PENTECOSTE . domenica 15 maggio

a cura di don Giuseppe

Prima lettura. Atti 2,1-11

Mentre il giorno di Pentecoste stava per finire, si trovavano tutti insieme nello stesso luogo. Venne all'improvviso dal cielo un rombo, come di vento che si abbatte gagliardo, e riempì tutta la casa dove si trovavano. Apparvero loro lingue come di fuoco che si dividevano e si posarono su ciascuno di loro; ed essi furono tutti pieni di Spirito Santo e cominciarono a parlare in altre lingue come lo Spirito dava loro il potere d'esprimersi. Si trovavano allora in Gerusalemme Giudei osservanti di ogni nazione che è sotto il cielo.

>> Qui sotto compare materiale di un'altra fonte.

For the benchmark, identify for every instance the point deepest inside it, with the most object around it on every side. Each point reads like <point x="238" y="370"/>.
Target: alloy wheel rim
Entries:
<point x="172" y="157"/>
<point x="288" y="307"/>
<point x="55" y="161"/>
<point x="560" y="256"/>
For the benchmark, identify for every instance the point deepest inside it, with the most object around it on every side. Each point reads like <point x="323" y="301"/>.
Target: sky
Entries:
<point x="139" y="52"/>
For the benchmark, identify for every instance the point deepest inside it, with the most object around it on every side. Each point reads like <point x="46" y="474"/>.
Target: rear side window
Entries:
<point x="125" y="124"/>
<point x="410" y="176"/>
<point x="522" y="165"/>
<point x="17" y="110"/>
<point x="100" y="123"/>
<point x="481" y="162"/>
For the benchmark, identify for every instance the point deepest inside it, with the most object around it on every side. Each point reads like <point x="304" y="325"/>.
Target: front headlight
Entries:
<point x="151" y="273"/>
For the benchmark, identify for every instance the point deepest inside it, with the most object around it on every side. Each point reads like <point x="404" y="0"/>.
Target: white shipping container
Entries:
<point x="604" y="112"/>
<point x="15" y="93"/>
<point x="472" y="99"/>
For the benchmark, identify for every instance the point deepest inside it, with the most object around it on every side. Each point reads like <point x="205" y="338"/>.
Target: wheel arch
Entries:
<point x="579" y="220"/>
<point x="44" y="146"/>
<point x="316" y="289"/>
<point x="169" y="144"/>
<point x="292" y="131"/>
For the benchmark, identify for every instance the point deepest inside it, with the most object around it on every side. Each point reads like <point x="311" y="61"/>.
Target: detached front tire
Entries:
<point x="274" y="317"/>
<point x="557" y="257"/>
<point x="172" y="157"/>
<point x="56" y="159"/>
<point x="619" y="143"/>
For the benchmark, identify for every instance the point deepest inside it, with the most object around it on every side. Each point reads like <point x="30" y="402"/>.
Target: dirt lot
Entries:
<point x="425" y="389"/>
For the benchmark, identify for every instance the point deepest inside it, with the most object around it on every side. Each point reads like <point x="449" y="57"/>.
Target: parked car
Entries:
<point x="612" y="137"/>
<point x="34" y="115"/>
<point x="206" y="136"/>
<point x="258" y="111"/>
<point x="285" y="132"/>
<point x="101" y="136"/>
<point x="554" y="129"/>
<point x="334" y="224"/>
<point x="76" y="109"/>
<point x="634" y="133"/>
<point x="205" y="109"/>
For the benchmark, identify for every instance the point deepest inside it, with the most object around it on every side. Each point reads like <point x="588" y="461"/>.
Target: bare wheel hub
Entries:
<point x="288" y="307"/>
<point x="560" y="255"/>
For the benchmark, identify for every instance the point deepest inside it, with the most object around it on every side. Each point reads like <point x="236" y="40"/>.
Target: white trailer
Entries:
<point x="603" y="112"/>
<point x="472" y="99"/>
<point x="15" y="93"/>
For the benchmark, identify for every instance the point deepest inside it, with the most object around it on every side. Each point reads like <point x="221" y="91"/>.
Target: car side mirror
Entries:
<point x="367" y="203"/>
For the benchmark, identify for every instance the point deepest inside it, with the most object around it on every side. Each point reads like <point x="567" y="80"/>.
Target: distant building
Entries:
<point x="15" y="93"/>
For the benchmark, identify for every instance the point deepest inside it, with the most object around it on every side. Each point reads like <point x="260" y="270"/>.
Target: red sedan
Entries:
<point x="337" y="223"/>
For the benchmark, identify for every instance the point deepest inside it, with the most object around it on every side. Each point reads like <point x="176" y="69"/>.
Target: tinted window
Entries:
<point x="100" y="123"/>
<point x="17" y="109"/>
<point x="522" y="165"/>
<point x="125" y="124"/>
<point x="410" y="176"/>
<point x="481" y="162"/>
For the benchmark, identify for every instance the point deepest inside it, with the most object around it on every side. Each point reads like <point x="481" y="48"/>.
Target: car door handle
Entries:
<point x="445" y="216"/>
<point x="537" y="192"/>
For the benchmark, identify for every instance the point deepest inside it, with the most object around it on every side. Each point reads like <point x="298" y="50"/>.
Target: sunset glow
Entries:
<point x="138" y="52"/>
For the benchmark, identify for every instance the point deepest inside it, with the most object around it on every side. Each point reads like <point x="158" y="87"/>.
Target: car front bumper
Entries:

Venuto quel fragore, la folla si radunò e rimase sbigottita perché ciascuno li sentiva parlare la propria lingua. Erano stupefatti e fuori di sé per lo stupore dicevano: «Costoro che parlano non sono forse tutti Galilei? E com'è che li sentiamo ciascuno parlare la nostra lingua nativa? Siamo Parti, Medi, Elamìti e abitanti della Mesopotamia, della Giudea, della Cappadòcia, del Ponto e dell'Asia, della Frigia e della Panfilia, dell'Egitto e delle parti della Libia vicino a Cirène, stranieri di Roma, Ebrei e prosèliti, Cretesi e Arabi e li udiamo annunziare nelle nostre lingue le grandi opere di Dio».

 

Mentre il giorno di pentecoste si avvia al compimento – anche se l’evento narrato accade verso le nove del mattino, la festa era però cominciata alla sera precedente – si compie anche la promesa di Gesù (1,1-5), in un contesto che richiama le grandi teofanie dell’Antico Testamento e in particolare quella di Es 19, preludio al dono della Legge che il giudaismo celebrava appunto il giorno di pentecoste (vv. 1s.). Lo Spirito è presentato come in pienezza. Egli è compimento della promessa. Come vento gagliardo riempie tutta la casa e tutti i presenti; come fuoco teofanico assume l’aspetto di lingue di fuoco che si posano su ciascuno, comunicando il potere di una parola infuocata, in molteplici lingue (vv. 3s.).  L’evento avviene in un luogo delimitato (v. 1) e coinvolge un numero ristretto di persone, ma da questo momento, a partire da quelle persone, ha inizio un’opera evangelizzatrice dalle sconfinate dimensioni (“Ogni nazione che è sotto il cielo”: v. 5b). Il dono della parola, primo carisma suscitato dallo Spirito, è finalizzato alla lode del Padre e all’annunzio, perché tutti, per la testimonianza dei discepoli, possano aprirsi alla fede e rendere gloria a Dio (v.11b). Due caratteristiche contraddistinguono questa nuova capacità di comunicazione elargita dallo Spirito: in un primo luogo essa è comprensibile a ciascuno, realizzando l’unità linguistica distrutta da Babele (Gen 11,1-9); in secondo luogo sembra ricollegarsi alla parola estatica dei più antichi profeti (cfr. 1 Sam 10,5-7) e comunque è interpretata come profetica dallo stesso Pietro, quando spiega l’accaduto ai Giudei di ogni provenienza (vv. 17s.). Lo spirito irrompe e trasforma il cuore dei discepoli rendendoli capaci di intuire, seguire, testimoniare le vie di Dio per guidare tutte le genti alla piena comunione con lui, nell’unità della fede in Gesù Cristo, crocifisso e risorto (vv. 22s. e 38s.; Ef 4,13).